If in retirement you will be living off Social Security and your investments, I would make sure the mortgage is paid off before I retired.
But, with a 3-4% interest rate I wouldn't be paying it off early at the expense of investing for a likely higher avg return.
Depends how close you are to retirement.
Actually, inflation becomes your friend when you have a mortgage and SS. Easiest way to see why is to use big numbers. If next year, 100% inflation came into play, you would make twice as much, but spend twice as much on new purchases.
Fixed debt doesn't increase in that situation though. So when the COLA comes along, it actually becomes easier to pay your mortgage.
The people who need to pay down their mortgage are the ones just living off a pile of cash. If your money is invested, typically the dividends/gains trend in the same direction as inflation(as long as it doesn't get too out of control and crash the economy).
So I still think I'd go 401(k) over trying to pay down the mortgage.
and I even asked the same question here.... it's somewhere I'm sure
I got the same answers as above... Thought about it for another 6 months.... and decided it was reasonable advice.
With your interest rate being so low you can do a lot better (7-8% or more) by putting your money in other vehicles other than the house. One of my managed accounts did 14% between Aug 2013 and Aug 2014. It's a gamble, yes, but the idea is to diversify your portfolio. I would look closer at the 401k and see what kind of funds are in it. I personally haven't done it, but even though we max it out, it's not our main investment (which I have far better knowledge of).
The other difference is that we're in a condo and even if we pay off the loan we'll always be paying $500 to two HOA's. There is little incentive to be "debt free' when I'm always and forever going to be paying out, regardless if there is a note or not. It's all psychological I realize, but in a way, so is choosing to pay off the home when more money could be made elsewhere.
If we assume that over the long haul, your investment is going to average more annually than the 3% of your mortgage (a relatively safe bet if you are talking about 30+ years), then the obvious answer is to invest.
The only time I would consider paying down the house first would be
1: If you are upside down and need to pay down enough to sell, but if you have the money, you could just bring it to the table instead.

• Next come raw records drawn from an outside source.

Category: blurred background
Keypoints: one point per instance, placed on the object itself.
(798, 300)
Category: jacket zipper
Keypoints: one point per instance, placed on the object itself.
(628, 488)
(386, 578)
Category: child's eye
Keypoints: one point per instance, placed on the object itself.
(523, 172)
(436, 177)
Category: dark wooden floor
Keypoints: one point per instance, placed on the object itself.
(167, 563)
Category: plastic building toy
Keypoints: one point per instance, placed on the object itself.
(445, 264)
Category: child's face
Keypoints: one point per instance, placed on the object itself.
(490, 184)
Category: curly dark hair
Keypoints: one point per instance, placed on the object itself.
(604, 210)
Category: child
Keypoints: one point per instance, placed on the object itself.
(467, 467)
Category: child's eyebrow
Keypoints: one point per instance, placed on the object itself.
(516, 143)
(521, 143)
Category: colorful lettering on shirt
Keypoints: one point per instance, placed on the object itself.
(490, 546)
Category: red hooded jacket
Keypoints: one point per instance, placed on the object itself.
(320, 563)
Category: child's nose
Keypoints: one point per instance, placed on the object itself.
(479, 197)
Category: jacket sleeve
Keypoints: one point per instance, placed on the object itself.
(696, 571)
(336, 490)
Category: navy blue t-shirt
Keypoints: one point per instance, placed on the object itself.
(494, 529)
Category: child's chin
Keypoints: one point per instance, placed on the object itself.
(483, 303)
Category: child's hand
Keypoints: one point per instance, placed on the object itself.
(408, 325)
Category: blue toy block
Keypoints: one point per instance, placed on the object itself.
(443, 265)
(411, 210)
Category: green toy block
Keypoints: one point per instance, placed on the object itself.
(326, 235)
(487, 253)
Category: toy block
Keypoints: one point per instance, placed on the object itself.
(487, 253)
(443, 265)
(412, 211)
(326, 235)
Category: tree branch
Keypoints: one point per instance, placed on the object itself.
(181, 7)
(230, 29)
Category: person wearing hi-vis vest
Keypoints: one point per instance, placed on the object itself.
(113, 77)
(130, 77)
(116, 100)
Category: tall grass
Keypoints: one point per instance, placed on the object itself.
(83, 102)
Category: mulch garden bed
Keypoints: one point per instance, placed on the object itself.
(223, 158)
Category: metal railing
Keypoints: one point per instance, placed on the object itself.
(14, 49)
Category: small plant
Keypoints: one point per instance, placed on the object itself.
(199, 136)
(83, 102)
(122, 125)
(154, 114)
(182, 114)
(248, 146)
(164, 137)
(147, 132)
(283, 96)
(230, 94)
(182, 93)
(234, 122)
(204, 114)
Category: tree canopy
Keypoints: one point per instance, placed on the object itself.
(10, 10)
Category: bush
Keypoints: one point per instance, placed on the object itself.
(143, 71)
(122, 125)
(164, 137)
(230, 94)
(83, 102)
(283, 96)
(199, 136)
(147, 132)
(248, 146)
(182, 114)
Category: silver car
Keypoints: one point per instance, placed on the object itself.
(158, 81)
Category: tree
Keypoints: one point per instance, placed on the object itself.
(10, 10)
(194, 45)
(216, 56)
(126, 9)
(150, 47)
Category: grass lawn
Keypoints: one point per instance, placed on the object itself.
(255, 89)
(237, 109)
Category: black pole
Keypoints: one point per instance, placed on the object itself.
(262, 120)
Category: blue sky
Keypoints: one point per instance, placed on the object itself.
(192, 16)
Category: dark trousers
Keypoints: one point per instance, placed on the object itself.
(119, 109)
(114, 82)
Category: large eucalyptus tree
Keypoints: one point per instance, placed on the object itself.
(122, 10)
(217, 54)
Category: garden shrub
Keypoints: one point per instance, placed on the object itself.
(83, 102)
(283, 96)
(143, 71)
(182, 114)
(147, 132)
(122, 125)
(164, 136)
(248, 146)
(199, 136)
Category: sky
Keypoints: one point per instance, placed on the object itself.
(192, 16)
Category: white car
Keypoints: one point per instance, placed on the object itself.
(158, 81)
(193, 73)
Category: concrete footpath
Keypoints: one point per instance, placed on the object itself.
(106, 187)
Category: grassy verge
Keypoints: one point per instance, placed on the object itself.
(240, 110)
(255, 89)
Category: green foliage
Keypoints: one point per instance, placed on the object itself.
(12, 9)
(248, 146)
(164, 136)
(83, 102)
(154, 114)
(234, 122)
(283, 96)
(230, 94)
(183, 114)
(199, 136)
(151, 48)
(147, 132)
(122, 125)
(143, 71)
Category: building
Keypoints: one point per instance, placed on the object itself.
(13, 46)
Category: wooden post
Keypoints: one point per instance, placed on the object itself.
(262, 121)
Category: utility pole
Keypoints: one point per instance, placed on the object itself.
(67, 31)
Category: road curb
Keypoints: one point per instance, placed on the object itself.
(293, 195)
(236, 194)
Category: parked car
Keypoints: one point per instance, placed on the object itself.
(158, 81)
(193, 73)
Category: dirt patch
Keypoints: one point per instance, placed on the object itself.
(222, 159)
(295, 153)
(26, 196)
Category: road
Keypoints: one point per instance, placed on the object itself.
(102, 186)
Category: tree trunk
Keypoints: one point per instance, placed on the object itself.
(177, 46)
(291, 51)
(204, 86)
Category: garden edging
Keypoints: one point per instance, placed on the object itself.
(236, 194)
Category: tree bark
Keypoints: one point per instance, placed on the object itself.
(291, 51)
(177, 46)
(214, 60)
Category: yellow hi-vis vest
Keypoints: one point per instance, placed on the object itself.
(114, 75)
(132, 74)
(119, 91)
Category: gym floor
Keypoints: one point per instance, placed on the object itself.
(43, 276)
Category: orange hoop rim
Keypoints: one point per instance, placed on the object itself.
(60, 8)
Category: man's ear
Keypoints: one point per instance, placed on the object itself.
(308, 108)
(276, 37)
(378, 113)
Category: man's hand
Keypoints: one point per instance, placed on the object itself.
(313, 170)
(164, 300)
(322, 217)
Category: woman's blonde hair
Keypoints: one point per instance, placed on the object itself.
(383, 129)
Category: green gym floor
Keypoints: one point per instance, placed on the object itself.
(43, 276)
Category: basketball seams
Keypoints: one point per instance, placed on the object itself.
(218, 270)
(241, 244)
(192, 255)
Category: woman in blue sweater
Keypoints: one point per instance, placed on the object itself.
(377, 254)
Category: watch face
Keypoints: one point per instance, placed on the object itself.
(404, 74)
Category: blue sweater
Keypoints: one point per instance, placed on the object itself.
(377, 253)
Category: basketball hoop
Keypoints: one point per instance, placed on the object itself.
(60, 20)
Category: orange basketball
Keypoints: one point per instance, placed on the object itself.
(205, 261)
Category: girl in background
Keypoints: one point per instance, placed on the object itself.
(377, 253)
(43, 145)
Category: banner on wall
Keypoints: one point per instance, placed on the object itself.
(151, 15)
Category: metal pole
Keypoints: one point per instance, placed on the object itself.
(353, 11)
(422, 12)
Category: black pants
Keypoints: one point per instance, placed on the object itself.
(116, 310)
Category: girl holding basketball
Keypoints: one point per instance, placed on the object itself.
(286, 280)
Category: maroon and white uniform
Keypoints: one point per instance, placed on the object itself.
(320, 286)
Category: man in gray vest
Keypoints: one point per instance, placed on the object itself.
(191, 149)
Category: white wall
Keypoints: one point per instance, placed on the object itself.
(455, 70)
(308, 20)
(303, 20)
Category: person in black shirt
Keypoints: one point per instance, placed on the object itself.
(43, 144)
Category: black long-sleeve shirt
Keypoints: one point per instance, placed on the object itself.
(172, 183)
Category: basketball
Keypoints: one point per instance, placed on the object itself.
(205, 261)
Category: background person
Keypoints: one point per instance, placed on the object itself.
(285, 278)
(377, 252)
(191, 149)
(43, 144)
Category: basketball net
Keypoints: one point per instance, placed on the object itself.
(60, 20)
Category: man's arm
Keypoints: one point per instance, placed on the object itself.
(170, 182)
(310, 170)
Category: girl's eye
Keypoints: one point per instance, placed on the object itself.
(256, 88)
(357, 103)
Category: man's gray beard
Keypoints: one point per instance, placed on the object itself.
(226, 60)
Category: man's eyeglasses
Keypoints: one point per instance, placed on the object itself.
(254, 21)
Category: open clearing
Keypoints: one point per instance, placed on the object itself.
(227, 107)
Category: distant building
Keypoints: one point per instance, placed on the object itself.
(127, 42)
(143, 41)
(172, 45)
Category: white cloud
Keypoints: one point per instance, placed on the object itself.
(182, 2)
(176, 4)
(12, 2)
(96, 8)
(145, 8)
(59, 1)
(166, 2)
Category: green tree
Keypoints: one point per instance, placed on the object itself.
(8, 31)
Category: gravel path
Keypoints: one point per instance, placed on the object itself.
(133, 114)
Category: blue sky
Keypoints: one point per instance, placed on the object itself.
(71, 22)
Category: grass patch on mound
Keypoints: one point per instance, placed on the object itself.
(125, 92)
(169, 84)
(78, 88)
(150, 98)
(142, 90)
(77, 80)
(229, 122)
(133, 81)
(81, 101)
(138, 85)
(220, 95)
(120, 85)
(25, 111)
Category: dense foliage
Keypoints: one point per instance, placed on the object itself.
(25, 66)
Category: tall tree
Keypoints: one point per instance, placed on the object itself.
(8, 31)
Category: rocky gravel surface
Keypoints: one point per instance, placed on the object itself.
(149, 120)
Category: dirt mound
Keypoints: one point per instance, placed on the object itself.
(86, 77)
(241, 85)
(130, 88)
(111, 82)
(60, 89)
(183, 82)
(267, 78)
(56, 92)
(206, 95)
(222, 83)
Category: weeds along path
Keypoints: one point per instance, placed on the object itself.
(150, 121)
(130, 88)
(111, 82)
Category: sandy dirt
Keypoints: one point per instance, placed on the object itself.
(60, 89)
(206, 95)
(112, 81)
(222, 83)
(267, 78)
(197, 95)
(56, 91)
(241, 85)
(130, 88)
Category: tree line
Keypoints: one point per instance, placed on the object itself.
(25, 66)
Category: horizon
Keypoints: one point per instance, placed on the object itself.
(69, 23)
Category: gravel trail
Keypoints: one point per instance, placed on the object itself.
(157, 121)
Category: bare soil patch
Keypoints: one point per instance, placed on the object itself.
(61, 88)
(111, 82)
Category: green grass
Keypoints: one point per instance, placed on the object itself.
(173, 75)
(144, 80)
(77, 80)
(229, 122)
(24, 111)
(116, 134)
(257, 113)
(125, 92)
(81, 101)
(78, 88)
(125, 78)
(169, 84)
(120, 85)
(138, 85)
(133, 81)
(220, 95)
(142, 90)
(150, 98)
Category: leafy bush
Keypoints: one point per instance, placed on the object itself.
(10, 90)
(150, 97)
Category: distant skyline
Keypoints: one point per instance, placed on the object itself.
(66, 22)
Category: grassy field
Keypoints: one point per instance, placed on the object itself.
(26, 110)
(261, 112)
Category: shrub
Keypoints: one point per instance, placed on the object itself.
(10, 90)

2: If you intend to live there long enough to pay it off.
Since neither of those sound like they are the case for you, I'd vote to invest.
However, as a single parent, I would definitely suggest you save up a 12 month emergency fund first.
Hmmmmm, not sure I quite agree with #2. The "return" you get on mortgage prepayment is the interest rate, regardless of if you stay in the home until payoff or sell it before that. If your time horizon is long and you are justified in investing aggressively, you would do worse by taking the 3% "return" of mortgage prepayment, regardless of if it is paid off while you are still in the house, or not. The only thing selling the house before paying it off really does is to reduce the amount of time that your prepayment money remains illiquid.